Until about a month ago, my 99-year-old mother was walking,
reading the newspaper, doing crossword puzzles in the newspaper, watching
television, being conversational with a good sense of humor, and being entirely
present with no confusion or dementia noted.
Then about May 25 or so, her ankles began swelling, she had
much more difficulty walking, stopped reading the newspaper, stop doing
crossword puzzles, and had periods of confusion and memory loss.

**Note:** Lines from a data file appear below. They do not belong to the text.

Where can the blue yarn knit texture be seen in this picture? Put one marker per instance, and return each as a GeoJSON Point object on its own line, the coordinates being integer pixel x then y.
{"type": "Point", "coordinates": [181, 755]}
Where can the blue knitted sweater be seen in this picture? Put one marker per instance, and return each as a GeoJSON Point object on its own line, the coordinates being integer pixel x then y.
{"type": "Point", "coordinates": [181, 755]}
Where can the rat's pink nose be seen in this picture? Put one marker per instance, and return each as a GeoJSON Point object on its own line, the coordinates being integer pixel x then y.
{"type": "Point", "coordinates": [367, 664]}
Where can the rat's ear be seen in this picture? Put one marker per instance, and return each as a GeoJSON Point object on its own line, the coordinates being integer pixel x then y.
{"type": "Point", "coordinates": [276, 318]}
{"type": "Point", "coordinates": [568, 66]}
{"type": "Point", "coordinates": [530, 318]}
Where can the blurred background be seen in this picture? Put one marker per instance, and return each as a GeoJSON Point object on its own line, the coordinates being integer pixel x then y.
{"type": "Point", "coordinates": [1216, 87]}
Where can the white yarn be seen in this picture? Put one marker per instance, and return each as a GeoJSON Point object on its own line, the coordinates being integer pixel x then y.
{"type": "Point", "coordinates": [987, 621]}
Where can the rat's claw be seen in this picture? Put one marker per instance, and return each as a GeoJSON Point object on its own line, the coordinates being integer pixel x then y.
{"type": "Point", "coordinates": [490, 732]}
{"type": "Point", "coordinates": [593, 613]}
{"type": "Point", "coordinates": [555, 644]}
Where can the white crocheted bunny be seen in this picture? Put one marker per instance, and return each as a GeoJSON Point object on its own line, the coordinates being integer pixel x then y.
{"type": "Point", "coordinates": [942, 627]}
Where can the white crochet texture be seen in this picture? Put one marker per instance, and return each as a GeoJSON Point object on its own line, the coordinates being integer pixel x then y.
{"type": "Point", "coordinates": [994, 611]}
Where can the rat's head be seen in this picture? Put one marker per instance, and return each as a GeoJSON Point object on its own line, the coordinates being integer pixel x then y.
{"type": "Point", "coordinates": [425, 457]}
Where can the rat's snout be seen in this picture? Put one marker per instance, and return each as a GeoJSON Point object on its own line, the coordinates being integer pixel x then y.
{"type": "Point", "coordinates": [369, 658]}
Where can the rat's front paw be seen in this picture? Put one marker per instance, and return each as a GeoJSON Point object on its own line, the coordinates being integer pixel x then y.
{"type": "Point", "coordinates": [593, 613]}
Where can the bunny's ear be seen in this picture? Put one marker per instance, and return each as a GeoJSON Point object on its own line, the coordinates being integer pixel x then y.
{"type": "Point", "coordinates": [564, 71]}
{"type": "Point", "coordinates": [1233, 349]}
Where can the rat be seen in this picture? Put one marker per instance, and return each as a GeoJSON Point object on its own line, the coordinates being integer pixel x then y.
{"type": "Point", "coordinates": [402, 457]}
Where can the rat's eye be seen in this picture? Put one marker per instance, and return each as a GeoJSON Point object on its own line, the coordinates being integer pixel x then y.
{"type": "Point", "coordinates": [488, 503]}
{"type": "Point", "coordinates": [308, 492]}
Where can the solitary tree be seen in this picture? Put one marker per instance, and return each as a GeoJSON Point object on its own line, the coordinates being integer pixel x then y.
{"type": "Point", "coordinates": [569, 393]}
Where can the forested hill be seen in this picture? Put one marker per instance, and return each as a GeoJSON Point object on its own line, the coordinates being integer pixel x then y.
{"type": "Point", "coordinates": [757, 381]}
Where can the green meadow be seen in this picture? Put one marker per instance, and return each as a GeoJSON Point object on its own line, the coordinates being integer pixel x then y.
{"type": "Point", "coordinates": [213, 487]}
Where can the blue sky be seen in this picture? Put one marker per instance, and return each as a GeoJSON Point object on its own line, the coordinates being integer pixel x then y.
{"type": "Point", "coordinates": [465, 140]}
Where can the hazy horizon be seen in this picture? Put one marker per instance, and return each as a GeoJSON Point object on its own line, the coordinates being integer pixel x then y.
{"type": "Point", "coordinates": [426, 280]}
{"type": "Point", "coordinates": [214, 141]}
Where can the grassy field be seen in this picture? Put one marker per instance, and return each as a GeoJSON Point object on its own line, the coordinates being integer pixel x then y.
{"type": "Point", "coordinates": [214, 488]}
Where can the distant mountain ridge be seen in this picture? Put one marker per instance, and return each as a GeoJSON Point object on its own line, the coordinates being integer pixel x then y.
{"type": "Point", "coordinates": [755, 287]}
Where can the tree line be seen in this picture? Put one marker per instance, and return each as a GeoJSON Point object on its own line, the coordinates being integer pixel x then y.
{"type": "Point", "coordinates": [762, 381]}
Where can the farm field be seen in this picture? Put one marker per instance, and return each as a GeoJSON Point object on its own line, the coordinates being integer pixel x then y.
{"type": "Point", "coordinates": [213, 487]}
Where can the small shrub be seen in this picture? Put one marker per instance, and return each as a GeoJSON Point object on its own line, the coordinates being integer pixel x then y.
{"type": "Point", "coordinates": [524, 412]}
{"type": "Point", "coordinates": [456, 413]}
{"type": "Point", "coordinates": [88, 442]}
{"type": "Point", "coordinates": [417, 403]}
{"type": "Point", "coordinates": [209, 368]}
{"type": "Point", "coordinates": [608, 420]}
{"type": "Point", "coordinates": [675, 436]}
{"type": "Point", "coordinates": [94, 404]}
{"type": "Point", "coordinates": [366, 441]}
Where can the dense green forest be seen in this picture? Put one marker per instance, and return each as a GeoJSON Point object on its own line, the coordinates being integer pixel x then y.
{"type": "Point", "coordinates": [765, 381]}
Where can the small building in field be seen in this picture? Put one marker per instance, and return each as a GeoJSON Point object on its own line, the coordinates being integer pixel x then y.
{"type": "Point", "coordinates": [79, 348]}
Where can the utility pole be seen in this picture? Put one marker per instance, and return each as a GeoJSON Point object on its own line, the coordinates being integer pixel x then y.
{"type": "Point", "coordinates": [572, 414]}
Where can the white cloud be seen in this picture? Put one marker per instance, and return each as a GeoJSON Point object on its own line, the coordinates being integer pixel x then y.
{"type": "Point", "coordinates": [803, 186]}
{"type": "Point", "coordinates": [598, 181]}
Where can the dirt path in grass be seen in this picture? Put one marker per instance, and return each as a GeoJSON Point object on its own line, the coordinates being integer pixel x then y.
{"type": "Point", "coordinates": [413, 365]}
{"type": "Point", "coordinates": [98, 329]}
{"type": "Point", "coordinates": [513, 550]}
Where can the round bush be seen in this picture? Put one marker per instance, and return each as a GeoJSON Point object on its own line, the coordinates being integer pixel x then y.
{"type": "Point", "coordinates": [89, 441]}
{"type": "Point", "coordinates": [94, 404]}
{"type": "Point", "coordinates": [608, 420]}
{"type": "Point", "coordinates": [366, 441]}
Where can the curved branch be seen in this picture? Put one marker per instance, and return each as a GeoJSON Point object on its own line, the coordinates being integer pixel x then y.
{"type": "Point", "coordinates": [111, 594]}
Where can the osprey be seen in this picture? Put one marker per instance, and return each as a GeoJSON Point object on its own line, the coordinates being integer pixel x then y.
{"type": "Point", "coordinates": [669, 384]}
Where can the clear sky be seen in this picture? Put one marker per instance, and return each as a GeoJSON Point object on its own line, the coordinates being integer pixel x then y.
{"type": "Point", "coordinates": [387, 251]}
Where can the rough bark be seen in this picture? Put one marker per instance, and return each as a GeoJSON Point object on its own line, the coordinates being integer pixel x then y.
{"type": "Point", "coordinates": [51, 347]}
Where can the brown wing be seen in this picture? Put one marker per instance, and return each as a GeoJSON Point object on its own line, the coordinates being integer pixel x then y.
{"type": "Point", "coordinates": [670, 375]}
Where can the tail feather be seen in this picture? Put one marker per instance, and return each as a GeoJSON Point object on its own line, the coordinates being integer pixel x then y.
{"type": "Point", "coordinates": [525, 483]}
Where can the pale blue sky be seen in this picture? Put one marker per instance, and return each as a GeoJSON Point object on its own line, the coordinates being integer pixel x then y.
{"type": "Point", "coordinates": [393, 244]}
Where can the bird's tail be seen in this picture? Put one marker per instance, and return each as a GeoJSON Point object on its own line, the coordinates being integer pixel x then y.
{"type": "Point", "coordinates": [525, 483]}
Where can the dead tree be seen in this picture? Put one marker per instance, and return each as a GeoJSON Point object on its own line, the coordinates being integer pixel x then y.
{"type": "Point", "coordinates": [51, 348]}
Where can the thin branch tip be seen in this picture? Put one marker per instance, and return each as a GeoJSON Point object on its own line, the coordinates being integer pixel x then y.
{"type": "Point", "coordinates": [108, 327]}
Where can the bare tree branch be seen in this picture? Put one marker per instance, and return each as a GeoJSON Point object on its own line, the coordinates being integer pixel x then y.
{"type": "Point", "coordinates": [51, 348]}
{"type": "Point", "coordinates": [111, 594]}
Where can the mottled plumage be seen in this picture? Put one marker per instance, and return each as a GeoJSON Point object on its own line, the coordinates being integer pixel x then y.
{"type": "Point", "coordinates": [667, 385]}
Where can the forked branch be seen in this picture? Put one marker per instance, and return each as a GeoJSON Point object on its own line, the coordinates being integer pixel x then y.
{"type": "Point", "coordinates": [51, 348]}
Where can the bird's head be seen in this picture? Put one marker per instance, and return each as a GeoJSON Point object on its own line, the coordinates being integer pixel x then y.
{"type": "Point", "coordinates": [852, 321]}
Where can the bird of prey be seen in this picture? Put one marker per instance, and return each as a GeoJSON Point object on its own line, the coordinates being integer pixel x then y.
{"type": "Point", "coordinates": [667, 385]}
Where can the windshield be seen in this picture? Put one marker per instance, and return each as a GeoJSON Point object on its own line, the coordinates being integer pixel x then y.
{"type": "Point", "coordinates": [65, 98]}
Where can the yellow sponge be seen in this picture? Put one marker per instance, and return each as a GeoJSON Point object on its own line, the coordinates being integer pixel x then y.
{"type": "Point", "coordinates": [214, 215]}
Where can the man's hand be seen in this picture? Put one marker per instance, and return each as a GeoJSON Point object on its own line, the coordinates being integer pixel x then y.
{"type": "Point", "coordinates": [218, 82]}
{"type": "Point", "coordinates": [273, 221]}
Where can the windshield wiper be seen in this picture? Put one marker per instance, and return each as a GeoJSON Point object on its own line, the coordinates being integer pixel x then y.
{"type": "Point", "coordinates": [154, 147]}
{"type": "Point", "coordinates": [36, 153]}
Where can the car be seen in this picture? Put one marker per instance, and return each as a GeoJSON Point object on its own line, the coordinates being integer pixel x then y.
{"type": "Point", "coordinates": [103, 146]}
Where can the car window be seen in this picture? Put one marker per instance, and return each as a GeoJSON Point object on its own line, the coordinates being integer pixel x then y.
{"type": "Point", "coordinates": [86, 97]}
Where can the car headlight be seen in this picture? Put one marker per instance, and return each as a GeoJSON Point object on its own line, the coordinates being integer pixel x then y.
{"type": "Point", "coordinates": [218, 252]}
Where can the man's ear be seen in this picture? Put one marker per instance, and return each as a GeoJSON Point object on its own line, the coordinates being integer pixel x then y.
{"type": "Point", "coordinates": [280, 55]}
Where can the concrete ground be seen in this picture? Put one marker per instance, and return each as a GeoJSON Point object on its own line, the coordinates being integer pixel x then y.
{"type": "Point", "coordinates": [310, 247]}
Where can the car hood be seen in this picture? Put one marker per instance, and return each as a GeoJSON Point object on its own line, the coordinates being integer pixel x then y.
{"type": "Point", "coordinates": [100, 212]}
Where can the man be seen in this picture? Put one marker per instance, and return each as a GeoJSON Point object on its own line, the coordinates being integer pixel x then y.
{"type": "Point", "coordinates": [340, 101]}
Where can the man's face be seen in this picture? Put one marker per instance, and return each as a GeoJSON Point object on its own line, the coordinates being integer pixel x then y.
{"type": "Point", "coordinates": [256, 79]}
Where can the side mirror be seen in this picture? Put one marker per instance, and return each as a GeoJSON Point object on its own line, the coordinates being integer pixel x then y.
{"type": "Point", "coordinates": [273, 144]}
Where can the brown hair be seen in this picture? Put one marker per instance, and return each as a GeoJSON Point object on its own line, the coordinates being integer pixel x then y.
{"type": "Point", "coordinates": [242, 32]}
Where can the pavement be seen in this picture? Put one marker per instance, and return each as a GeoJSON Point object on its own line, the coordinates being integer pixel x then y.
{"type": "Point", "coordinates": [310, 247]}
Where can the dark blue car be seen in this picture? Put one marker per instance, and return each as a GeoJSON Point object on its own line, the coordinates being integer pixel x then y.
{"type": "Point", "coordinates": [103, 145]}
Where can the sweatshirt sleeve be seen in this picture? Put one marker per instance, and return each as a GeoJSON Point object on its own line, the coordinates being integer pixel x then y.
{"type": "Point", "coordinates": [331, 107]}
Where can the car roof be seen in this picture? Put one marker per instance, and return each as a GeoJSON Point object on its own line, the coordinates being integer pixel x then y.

On June 2, based on results of a 4-day earlier set of blood
tests and urinalysis obtained at home, her nurse practitioner, Susan Ward,
urged me to call paramedics to take her to the emergency room at Banner Boswell
Hospital, due to blood test results such as BMP, an indicator of congestive
heart failure, which read 1,176, while highly normal was 500, and the D Dimer
test, indicative of blood clots, with a high normal of 499, but hers was
reading over 7,000. Susan Ward arranged
for calling the paramedics, as she thought my mother was critically ill.
Long story short, ER refused to admit her for congestive
heart failure, or for potential life-threatening clotting, performing only a CT
scan of her brain to see if clots were there causing a stroke.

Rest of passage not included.